Lady Liberty smiles down
today with the same dignity she displayed when immigrants passed by
one hundred or more years ago...

...and then Ellis Island
comes into view as your boat approaches the docking slip.
Walking into the main
building, you enter the "Baggage Room" where most of the immigrant families left their suitcases
and trunks while undergoing the immigration processing.

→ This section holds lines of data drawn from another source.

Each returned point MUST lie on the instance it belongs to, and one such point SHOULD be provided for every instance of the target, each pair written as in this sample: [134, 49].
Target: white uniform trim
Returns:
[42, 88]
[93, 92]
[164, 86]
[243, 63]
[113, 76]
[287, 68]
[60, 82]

Today, there is a staircase
to your right which replicates the 1924 staircase to the second
floor. My ancestors, who came through in the 1880s through
1900s, would have walked around the pillar to the right of the blue
sign stand and ascended from right to left, up the original stairs
to the second floor's Great Hall.
Arriving at the top of the
stairs, you enter the Great Hall where the immigration inspections
were held. We are looking down from the third floor, where, if
you had had some medical or other problem, you would have been
housed in one of the rooms on the left side of the balcony.
When my ancestors arrived, the stairs came up between the two flags,
ascending towards you. The view of the Great Hall below shows
how it looked in 1924.

Prior to 1924, when you
ascended the stairs, you were seated on benches in the "pens".
This National Park Service collection photograph below shows how the
scene above looked in the early 1900s.